Leviathan rigorously argues that civil peace and social unity are best achieved by the establishment of a commonwealth through social contract. Hobbes’s ideal commonwealth is ruled by a sovereign power responsible for protecting the security of the commonwealth and granted absolute authority to ensure the common defense. In his introduction, Hobbes describes this commonwealth as an “artificial person” and as a body politic that mimics the human body.
The frontispiece to the first edition of Leviathan, which Hobbes helped design, portrays the commonwealth as a gigantic human form built out of the bodies of its citizens, the sovereign as its head. Hobbes calls this figure the “Leviathan,” a word derived from the Hebrew for “sea monster” and the name of a monstrous sea creature appearing in the Bible; the image constitutes the definitive metaphor for Hobbes’s perfect government. His text attempts to prove the necessity of the Leviathan for preserving peace and preventing civil war.
Leviathan is divided into four books: “Of Man,” “Of Common-wealth,” “Of a Christian Common-wealth,” and “Of the Kingdome of Darknesse.” Book I contains the philosophical framework for the entire text, while the remaining books simply extend and elaborate the arguments presented in the initial chapters. Consequently, Book I is given the most attention in the detailed summaries that follow. Hobbes begins his text by considering the elementary motions of matter, arguing that every aspect of human nature can be deduced from materialist principles. Hobbes depicts the natural condition of mankind–known as the state of nature–as inherently violent and awash with fear. The state of nature is the “war of every man against every man,” in which people constantly seek to destroy one another. This state is so horrible that human beings naturally seek peace, and the best way to achieve peace is to construct the Leviathan through social contract.
Book II details the process of erecting the Leviathan, outlines the rights of sovereigns and subjects, and imagines the legislative and civil mechanics of the commonwealth. Book III concerns the compatibility of Christian doctrine with Hobbesian philosophy and the religious system of the Leviathan. Book IV engages in debunking false religious beliefs and arguing that the political implementation of the Leviathanic state is necessary to achieve a secure Christian commonwealth.
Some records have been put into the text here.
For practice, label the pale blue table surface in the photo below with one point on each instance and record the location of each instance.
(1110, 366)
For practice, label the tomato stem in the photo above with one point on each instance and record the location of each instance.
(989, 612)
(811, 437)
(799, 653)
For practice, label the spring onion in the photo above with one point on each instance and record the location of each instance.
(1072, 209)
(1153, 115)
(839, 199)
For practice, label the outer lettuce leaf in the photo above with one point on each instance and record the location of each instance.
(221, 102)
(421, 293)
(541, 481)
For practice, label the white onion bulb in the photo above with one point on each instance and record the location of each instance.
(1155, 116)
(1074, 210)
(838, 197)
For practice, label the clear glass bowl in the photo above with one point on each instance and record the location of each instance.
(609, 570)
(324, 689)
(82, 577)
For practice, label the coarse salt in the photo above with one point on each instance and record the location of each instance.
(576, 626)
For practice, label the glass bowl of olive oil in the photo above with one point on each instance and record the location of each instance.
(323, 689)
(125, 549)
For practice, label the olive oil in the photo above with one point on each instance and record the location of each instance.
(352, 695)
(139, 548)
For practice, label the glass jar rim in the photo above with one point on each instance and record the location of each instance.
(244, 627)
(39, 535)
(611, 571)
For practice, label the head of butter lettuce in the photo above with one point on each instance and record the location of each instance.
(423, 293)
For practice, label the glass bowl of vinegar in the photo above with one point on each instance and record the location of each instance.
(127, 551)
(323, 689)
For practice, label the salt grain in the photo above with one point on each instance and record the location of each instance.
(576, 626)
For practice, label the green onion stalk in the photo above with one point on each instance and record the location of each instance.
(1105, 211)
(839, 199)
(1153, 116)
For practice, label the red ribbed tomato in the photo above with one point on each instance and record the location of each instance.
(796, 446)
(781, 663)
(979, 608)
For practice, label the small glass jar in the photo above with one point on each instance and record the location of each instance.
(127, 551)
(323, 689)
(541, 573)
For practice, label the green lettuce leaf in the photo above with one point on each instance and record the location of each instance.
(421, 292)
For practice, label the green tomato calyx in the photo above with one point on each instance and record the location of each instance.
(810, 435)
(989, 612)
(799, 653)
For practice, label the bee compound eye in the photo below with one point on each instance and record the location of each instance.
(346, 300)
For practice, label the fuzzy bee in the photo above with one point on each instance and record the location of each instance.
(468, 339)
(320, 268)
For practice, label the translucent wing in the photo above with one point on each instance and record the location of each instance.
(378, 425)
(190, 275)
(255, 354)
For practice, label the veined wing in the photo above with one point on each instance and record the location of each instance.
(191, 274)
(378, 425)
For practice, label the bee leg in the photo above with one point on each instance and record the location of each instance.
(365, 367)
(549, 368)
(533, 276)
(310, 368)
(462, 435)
Hobbes’s philosophical method in Leviathan is modeled after a geometric proof, founded upon first principles and established definitions, and in which each step of argument makes conclusions based upon the previous step. Hobbes decided to create a philosophical method similar to the geometric proof after meeting Galileo on his extended travels in Europe during the 1630s. Observing that the conclusions derived by geometry are indisputable because each of constituent steps is indisputable in itself, Hobbes attempted to work out a similarly irrefutable philosophy in his writing of Leviathan.
The English philosopher Thomas Hobbes (1588-1679) is best known for his political thought, and deservedly so. His vision of the world is strikingly original and still relevant to contemporary politics. His main concern is the problem of social and political order: how human beings can live together in peace and avoid the danger and fear of civil conflict. He poses stark alternatives: we should give our obedience to an unaccountable sovereign (a person or group empowered to decide every social and political issue). Otherwise what awaits us is a “state of nature” that closely resembles civil war – a situation of universal insecurity, where all have reason to fear violent death and where rewarding human cooperation is all but impossible.
Hobbes is the founding father of modern political philosophy. Directly or indirectly, he has set the terms of debate about the fundamentals of political life right into our own times. Few have liked his thesis, that the problems of political life mean that a society should accept an unaccountable sovereign as its sole political authority. Nonetheless, we still live in the world that Hobbes addressed head on: a world where human authority is something that requires justification, and is automatically accepted by few; a world where social and political inequality also appears questionable; and a world where religious authority faces significant dispute. We can put the matter in terms of the concern with equality and rights that Hobbes’s thought heralded: we live in a world where all human beings are supposed to have rights, that is, moral claims that protect their basic interests. But what or who determines what those rights are? And who will enforce them? In other words, who will exercise the most important political powers, when the basic assumption is that we all share the same entitlements?
Writing a few years after Hobbes, John Locke had definitely accepted the terms of debate Hobbes had laid down: how can human beings live together, when religious or traditional justifications of authority are no longer effective or persuasive? How is political authority justified and how far does it extend? In particular, are our political rulers properly as unlimited in their powers as Hobbes had suggested? And if they are not, what system of politics will ensure that they do not overstep the mark, do not trespass on the rights of their subjects?